Private flights to lift those stranded in Afghanistan are facing “growing obstacles,” according to the Wall Street Journal, with chartered planes sent to rescue Americans and their allies from the country “flying out of Kabul with hundreds of empty seats.”

On Tuesday, the Taliban “issued an edict saying only foreigners will be able to access the airport for evacuation,” the Daily Mail reported. “A spokesperson for the group ordered locals to return home. Roads in the city have been blocked in a bid to stop Afghans from leaving.”

Based on a Politico report, the Mail noted that the blockades surrounding Kabul airport are stopping not just Afghans but also American citizens who are attempting to evacuate the country. 

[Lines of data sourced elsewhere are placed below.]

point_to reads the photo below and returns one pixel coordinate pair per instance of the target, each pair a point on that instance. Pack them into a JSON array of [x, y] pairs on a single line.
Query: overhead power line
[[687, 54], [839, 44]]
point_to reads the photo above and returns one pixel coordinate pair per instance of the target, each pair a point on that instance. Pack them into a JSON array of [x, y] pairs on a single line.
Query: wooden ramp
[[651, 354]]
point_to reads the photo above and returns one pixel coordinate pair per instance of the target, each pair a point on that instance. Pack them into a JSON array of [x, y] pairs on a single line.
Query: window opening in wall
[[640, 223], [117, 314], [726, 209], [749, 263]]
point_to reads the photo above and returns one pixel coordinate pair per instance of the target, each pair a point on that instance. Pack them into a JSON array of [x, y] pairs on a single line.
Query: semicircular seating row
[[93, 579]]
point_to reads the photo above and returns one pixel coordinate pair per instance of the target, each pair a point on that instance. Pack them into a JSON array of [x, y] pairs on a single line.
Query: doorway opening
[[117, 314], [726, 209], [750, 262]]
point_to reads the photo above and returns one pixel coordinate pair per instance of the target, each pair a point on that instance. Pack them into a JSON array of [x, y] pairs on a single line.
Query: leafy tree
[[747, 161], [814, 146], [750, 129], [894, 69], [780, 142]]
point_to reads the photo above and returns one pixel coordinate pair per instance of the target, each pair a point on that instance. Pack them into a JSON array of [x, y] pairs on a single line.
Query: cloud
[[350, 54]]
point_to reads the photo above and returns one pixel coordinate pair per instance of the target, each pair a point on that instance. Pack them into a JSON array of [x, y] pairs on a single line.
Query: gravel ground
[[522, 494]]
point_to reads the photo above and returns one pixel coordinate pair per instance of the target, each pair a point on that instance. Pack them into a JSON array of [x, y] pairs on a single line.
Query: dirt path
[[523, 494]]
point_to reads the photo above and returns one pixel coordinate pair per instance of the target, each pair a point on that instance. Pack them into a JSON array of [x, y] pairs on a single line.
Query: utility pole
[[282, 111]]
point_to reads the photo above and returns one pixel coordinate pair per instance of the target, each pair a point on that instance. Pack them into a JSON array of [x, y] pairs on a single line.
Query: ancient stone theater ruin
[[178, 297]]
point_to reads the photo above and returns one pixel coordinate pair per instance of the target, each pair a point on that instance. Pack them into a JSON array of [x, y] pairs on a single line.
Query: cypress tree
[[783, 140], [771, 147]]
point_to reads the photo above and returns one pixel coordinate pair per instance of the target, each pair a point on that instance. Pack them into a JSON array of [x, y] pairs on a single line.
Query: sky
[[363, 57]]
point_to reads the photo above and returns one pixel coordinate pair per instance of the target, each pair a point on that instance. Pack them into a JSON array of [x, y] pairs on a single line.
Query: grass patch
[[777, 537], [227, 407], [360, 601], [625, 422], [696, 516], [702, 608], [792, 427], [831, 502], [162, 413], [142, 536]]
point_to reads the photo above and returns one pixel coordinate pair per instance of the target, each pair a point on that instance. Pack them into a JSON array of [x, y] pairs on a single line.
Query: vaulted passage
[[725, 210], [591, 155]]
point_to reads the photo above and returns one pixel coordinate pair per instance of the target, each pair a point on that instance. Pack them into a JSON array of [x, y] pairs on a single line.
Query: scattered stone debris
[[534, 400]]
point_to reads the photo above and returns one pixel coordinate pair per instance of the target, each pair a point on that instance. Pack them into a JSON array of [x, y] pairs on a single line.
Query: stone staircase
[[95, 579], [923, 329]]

“New Taliban checkpoints on the road to Pakistan have made driving out of the country increasingly risky,” the Wall Street Journal continued. “Confusing bureaucratic hurdles have prevented countless people from leaving Afghanistan.”

The Washington Post’s editorial board stated on Wednesday that “there may be only three or four days left for the gigantic airlift currently underway, because time must be left to fly out the U.S. and other troops securing the airport themselves. Indeed, some troops have started leaving already.”

“Meanwhile,” however, the Post said, “the Taliban set up a new blockade of the airport road in Kabul to prevent more Afghans from leaving.”

“If Mr. Biden opposes that, he did not say so in his speech,” the Washington Post editorial board pointed out. “Mr. Biden, in short, has accepted a series of conditions that seems to make it much more difficult to keep the promises of evacuation he has made or strongly implied.”

“It’s a combination of tragic, surreal and apocalyptic,” Stacia George, the director of the Carter Center’s Conflict Resolution Program, told the Wall Street Journal. “It’s so frustrating to get high-risk people up to the gate and have them risking their lives to go there and you still can’t get them through. It’s a disaster in slow- and fast-motion.”

As the Aug. 31 deadline for the complete withdrawal of American forces from the country nears closer, private charities and groups like the Nazarene Fund have tried to assist those in need of evacuation. The effort is proving difficult. 

“There’s been an outpouring,” an official told NBC News. “It’s inspiring, but on the other hand, it is a damning reflection on the failure of the U.S. that private citizens are having to step in to do what the government with all its billions and trillions has failed to do.”